Vérification d'âge et mineurs en ligne : vers de nouvelles recommandations CNIL
Le G7 a adopté à Paris des principes sur la vérification d'âge et l'IA appliquée aux enfants. Ce ne sont pas encore des normes contraignantes, mais elles annoncent la prochaine vague de recommandations CNIL.
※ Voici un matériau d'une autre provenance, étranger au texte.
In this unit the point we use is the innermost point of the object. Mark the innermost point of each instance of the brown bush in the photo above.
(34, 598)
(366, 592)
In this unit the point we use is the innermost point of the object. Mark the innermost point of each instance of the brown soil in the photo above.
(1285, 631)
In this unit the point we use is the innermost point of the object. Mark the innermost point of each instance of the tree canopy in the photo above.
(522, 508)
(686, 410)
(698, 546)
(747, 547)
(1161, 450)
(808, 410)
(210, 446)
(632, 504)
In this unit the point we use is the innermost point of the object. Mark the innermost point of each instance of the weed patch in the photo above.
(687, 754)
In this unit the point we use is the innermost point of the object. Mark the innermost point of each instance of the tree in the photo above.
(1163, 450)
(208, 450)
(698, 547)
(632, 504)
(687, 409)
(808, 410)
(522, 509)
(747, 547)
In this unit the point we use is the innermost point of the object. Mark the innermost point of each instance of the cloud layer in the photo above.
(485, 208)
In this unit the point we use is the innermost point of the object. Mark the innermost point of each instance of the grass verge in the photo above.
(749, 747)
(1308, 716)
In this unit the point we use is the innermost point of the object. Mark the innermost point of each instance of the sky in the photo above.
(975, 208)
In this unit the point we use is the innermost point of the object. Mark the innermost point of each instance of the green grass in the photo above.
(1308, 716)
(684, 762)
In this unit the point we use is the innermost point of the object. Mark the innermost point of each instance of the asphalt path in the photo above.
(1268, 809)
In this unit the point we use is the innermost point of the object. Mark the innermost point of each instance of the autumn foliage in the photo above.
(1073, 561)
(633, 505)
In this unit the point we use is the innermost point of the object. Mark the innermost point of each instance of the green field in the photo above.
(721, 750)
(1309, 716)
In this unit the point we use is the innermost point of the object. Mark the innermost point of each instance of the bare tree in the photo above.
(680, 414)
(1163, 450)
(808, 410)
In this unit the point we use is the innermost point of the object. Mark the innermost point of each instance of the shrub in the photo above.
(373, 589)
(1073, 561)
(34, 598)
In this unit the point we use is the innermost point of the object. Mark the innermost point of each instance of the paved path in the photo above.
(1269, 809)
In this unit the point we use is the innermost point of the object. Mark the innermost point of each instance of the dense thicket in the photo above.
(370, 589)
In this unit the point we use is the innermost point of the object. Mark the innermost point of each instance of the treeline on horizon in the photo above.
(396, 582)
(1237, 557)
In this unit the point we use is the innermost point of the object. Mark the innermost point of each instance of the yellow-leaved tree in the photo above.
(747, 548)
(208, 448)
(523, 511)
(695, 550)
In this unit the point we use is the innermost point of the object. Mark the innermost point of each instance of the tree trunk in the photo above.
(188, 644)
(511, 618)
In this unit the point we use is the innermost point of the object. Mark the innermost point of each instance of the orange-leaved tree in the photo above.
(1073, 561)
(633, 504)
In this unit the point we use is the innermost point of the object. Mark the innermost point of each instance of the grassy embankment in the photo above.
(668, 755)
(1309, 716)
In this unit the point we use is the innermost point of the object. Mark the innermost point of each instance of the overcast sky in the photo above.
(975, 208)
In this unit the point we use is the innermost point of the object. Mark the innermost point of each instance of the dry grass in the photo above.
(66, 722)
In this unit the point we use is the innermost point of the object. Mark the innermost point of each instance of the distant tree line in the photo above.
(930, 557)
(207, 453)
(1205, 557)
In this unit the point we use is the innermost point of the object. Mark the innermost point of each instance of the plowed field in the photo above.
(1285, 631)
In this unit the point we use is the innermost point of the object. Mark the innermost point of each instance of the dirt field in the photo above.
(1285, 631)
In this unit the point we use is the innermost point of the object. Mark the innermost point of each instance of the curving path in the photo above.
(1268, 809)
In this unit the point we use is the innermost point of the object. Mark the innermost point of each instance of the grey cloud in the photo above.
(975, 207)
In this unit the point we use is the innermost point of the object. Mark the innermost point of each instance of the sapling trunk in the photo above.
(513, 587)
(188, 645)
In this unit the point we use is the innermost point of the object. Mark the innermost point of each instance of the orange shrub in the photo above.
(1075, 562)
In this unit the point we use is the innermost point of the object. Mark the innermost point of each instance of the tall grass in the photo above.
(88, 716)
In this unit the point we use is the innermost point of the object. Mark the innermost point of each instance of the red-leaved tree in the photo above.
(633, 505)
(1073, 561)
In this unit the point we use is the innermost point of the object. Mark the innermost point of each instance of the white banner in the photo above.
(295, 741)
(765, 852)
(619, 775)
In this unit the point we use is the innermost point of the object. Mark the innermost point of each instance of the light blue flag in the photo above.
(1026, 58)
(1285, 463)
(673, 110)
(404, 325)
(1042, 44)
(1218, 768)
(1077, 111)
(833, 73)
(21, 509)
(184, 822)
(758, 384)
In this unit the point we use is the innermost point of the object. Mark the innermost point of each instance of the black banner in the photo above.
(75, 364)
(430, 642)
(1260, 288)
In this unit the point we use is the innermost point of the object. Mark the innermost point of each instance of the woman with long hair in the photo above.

À ce stade, il n'existe pas de norme française nouvelle imposant un dispositif particulier de vérification d'âge généralisé. Mais les principes adoptés à Paris par le G7 sur la vérification d'âge et l'IA appliquée aux mineurs sont, comme le souligne la veille du 22-26 juin 2026, susceptibles de nourrir de futures recommandations de la CNIL. C'est un signal faible qu'il vaut mieux intégrer dès maintenant dans la conception des services.
Ce qui est déjà acquis en droit positif
Le RGPD encadre déjà la collecte des données des mineurs (article 8, consentement parental sous 15 ans en France). La loi du 7 juillet 2023 visant à instaurer une majorité numérique a posé le principe d'un accord parental pour l'inscription des moins de 15 ans sur les réseaux sociaux. Ces règles sont en vigueur, indépendamment des principes G7.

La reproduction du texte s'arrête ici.